Arme Jacobsen’s Series 7 chair is an undeniable design classic. Made with a single piece of plywood, it has reimagined what a chair could be. It’s practical, stylish, comfortable, economical and stackable.
Designed in 1955, the Series 7 chair went on the define the funky, curvy and experimental designs of the 60s, and most famously had a starring role in the Profumo Affair, the sex scandal that brought down Harold Macmillan’s Conservative government in the early sixties.
The then 19 year old model in the centre of the scandal, Christine Keeler, was photographed nude in a provocative photo, her dignity artfully hidden by a very familiar looking chair. The photo became iconic in a matter of months, and is still one of the defining images of the swinging 60s.
Keeler actually sat her derriere on a copy of the chair (the photographer Lewis Morely revealed that he had spent five shilling on a set of the chairs when he spotted them being thrown out on the street), but the chairs, both original and copies, sold like hot cakes. The famous image has been recreated countless times – Amanda Holden, Russell Brand, Sinitta and even Dame Edna Everage have struck the pose.
Jacobsen was already well known for his Egg and Swan chair designs, which populated many 60s interiors with their bold curves and colours, but it was the Series 7 chair that caught on fire, admired for its unique mix of simplicity and innovation.
Its popularity has never waned, still selling in the millions and riding atop a wave of Danish design classics (you can see the chair everywhere in Copenhagen, including government buildings) that would go on to define the way we decorated our homes in the UK.

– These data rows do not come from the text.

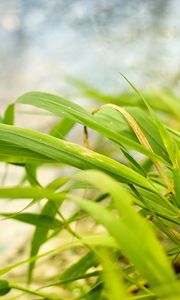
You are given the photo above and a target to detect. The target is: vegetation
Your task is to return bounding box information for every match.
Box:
[0,81,180,300]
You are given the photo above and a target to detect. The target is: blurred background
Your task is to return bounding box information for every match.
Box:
[0,0,180,109]
[0,0,180,290]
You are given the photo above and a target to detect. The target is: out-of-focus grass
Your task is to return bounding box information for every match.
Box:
[0,81,180,300]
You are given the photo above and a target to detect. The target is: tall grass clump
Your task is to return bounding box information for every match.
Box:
[0,81,180,300]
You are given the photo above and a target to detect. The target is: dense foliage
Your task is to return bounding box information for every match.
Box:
[0,80,180,300]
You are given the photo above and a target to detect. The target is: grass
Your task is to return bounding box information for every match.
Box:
[0,79,180,300]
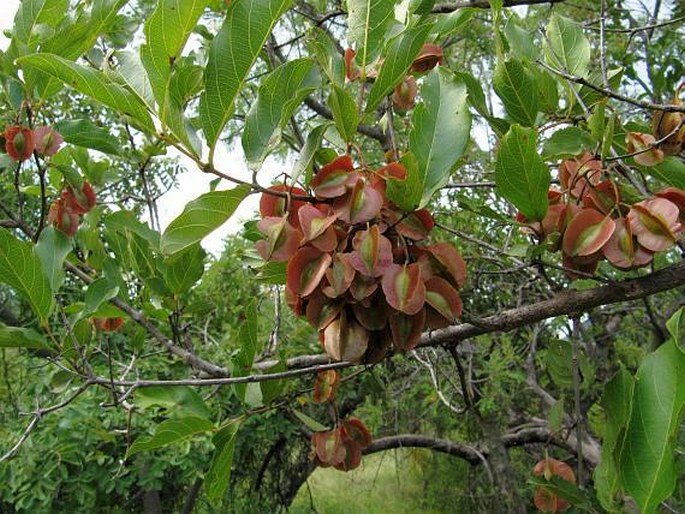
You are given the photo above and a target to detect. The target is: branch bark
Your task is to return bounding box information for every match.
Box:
[432,0,565,13]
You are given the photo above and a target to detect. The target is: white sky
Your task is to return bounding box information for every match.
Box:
[0,0,279,256]
[0,0,667,256]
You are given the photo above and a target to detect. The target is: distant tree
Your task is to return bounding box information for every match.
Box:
[0,0,685,513]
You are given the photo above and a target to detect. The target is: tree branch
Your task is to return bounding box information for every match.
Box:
[431,0,565,13]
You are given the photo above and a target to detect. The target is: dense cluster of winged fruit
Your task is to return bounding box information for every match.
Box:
[257,155,466,362]
[517,154,685,276]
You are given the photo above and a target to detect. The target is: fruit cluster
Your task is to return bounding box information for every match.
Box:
[257,155,466,362]
[311,370,372,471]
[517,154,685,276]
[48,181,96,237]
[533,457,576,512]
[2,125,64,162]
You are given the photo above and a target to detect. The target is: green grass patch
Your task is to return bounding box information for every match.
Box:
[289,449,440,514]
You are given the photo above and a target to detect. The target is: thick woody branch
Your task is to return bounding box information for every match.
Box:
[432,0,564,13]
[363,427,601,467]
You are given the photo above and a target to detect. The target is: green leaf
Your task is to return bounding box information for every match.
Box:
[205,421,240,502]
[617,340,685,513]
[33,226,71,292]
[639,156,685,189]
[242,59,319,169]
[492,59,538,127]
[504,16,540,61]
[231,301,259,402]
[54,119,122,155]
[433,7,478,41]
[328,84,359,143]
[126,416,214,459]
[495,125,550,220]
[542,127,595,161]
[161,185,250,255]
[543,13,590,77]
[140,0,208,150]
[290,122,331,184]
[293,409,328,432]
[17,54,155,133]
[259,360,288,404]
[593,369,633,511]
[347,0,395,67]
[307,27,345,86]
[545,340,573,389]
[388,66,471,210]
[666,307,685,352]
[164,243,207,294]
[0,323,50,350]
[200,0,292,155]
[0,228,53,320]
[12,0,69,50]
[83,278,119,316]
[366,23,432,112]
[134,386,211,418]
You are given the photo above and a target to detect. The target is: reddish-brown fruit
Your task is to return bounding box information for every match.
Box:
[533,458,576,513]
[4,125,36,162]
[259,184,307,228]
[33,126,64,157]
[48,198,78,237]
[62,182,97,214]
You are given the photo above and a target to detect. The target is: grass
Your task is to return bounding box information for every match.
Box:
[289,450,439,514]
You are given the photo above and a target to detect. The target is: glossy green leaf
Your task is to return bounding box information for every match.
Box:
[134,386,211,418]
[542,127,595,161]
[12,0,69,50]
[84,278,119,315]
[0,228,53,320]
[666,307,685,352]
[0,323,50,350]
[204,421,240,502]
[328,84,359,143]
[594,369,633,511]
[17,54,155,132]
[140,0,208,149]
[495,125,550,220]
[290,122,331,184]
[164,243,207,294]
[388,66,471,210]
[161,185,250,255]
[366,23,432,112]
[307,27,345,86]
[617,340,685,513]
[41,0,128,60]
[543,13,590,77]
[504,16,540,61]
[231,301,259,402]
[492,59,538,127]
[347,0,395,67]
[433,7,478,41]
[242,59,319,169]
[200,0,292,154]
[126,416,214,459]
[33,226,71,291]
[54,119,122,155]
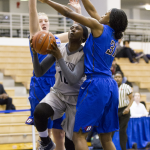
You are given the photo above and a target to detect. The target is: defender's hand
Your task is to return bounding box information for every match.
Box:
[68,0,81,14]
[123,108,130,115]
[39,0,48,3]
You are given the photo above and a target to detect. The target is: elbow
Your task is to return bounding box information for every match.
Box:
[35,73,43,78]
[64,7,73,18]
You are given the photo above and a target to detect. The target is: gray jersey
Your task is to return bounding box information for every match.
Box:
[53,44,85,95]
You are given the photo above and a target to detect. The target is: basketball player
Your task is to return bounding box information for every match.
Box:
[26,0,81,150]
[40,0,128,150]
[30,24,88,150]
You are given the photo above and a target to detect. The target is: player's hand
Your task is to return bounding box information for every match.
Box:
[0,94,3,99]
[68,0,81,14]
[47,42,62,60]
[123,107,130,115]
[39,0,48,3]
[2,93,8,99]
[30,36,37,54]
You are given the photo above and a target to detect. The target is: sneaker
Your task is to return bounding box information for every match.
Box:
[25,116,34,125]
[38,140,56,150]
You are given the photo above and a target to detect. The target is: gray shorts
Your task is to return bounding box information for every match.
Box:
[40,90,78,140]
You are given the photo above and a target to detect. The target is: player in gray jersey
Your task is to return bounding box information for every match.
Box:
[31,24,88,150]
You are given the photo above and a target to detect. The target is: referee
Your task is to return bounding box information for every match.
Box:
[114,71,133,150]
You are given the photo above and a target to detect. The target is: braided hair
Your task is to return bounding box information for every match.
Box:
[109,8,128,39]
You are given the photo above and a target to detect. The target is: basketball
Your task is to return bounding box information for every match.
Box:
[32,31,56,55]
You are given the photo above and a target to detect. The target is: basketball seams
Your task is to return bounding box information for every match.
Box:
[39,32,49,53]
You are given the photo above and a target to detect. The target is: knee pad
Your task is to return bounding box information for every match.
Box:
[34,103,54,119]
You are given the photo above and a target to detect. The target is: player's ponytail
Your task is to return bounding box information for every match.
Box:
[109,8,128,39]
[115,31,123,39]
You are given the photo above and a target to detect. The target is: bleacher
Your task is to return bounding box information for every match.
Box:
[0,88,38,150]
[0,46,33,90]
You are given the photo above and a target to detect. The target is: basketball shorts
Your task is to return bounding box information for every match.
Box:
[40,88,78,140]
[25,77,65,129]
[74,75,119,134]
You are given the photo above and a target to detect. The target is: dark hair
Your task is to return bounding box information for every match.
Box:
[109,8,128,39]
[123,40,130,45]
[115,71,124,78]
[79,23,88,43]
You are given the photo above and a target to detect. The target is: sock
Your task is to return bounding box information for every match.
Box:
[39,129,48,137]
[40,136,52,145]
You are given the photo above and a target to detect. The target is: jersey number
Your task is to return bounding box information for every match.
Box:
[59,71,68,84]
[106,40,116,57]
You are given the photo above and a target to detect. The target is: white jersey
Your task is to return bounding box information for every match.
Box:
[52,43,85,95]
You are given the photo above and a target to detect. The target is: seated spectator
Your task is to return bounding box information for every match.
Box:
[0,84,15,110]
[116,40,149,63]
[130,93,148,118]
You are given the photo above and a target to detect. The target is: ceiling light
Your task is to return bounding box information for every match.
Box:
[145,4,150,10]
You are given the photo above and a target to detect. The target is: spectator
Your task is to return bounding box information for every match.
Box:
[0,84,15,110]
[110,58,122,76]
[114,71,133,150]
[130,92,148,118]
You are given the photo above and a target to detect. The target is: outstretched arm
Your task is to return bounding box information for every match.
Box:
[49,43,84,85]
[29,0,41,38]
[56,0,81,43]
[30,39,56,77]
[39,0,103,30]
[58,56,84,85]
[33,53,56,77]
[82,0,100,21]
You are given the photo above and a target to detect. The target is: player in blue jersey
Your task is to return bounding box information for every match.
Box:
[40,0,128,150]
[26,0,81,150]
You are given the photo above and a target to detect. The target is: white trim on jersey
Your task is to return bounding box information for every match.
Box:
[119,83,132,108]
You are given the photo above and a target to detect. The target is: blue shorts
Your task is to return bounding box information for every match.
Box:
[74,75,119,134]
[25,76,65,129]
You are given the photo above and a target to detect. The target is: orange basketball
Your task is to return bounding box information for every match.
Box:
[32,31,56,55]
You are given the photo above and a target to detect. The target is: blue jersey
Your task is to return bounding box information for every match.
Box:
[29,36,61,77]
[83,25,118,76]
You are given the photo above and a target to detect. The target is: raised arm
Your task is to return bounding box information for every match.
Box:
[39,0,103,30]
[82,0,100,21]
[29,0,41,38]
[58,56,84,85]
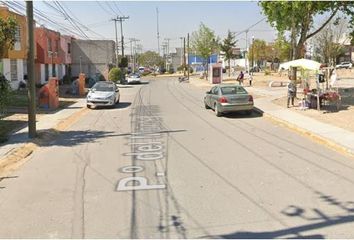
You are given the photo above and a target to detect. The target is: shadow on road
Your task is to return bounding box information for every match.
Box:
[203,191,354,239]
[223,108,263,118]
[4,129,119,147]
[92,102,132,110]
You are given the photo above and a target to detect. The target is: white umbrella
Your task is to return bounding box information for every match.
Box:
[279,58,321,71]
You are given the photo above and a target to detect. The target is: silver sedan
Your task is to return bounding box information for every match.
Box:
[86,81,120,108]
[204,85,254,117]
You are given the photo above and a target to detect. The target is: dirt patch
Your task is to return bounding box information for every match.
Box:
[0,108,88,176]
[273,97,354,132]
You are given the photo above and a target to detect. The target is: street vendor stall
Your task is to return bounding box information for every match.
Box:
[279,59,341,110]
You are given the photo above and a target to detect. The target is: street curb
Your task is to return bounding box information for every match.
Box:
[0,107,89,176]
[254,108,354,158]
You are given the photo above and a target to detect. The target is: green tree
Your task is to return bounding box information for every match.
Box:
[0,17,17,58]
[274,33,291,62]
[118,57,128,68]
[191,23,219,78]
[249,39,267,66]
[314,19,347,66]
[137,51,164,67]
[108,67,123,83]
[259,1,354,59]
[220,30,237,77]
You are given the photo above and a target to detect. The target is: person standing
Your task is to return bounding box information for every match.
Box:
[329,70,337,88]
[237,71,244,85]
[287,81,297,107]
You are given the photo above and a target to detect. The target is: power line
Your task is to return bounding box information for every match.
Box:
[2,1,84,38]
[112,16,129,57]
[234,17,266,37]
[105,2,117,14]
[96,1,112,15]
[54,1,90,39]
[113,1,124,16]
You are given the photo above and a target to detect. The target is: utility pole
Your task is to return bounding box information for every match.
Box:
[26,1,37,138]
[183,37,189,76]
[179,37,183,66]
[162,43,167,70]
[117,16,129,57]
[112,16,129,64]
[245,30,250,73]
[251,36,254,69]
[165,38,171,71]
[187,33,190,80]
[129,38,140,72]
[111,18,119,68]
[156,8,160,55]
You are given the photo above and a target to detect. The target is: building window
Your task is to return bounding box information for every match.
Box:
[55,40,59,52]
[10,59,18,81]
[47,38,52,52]
[14,25,21,51]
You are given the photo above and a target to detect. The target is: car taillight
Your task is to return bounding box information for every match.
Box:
[219,97,227,103]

The Series 7 chair works in any room in the home, but is now commonly used as a dining chair, or the perfect dressing table chair. Our Series 7 chairs are available in a wide range of colours, including three luxurious leather upholstered versions. Jacobsen’s Series 7 design has made a huge impact on how we see furniture today – and to think Keeler had no idea she was kick-starting a furniture revolution when she struck that pose!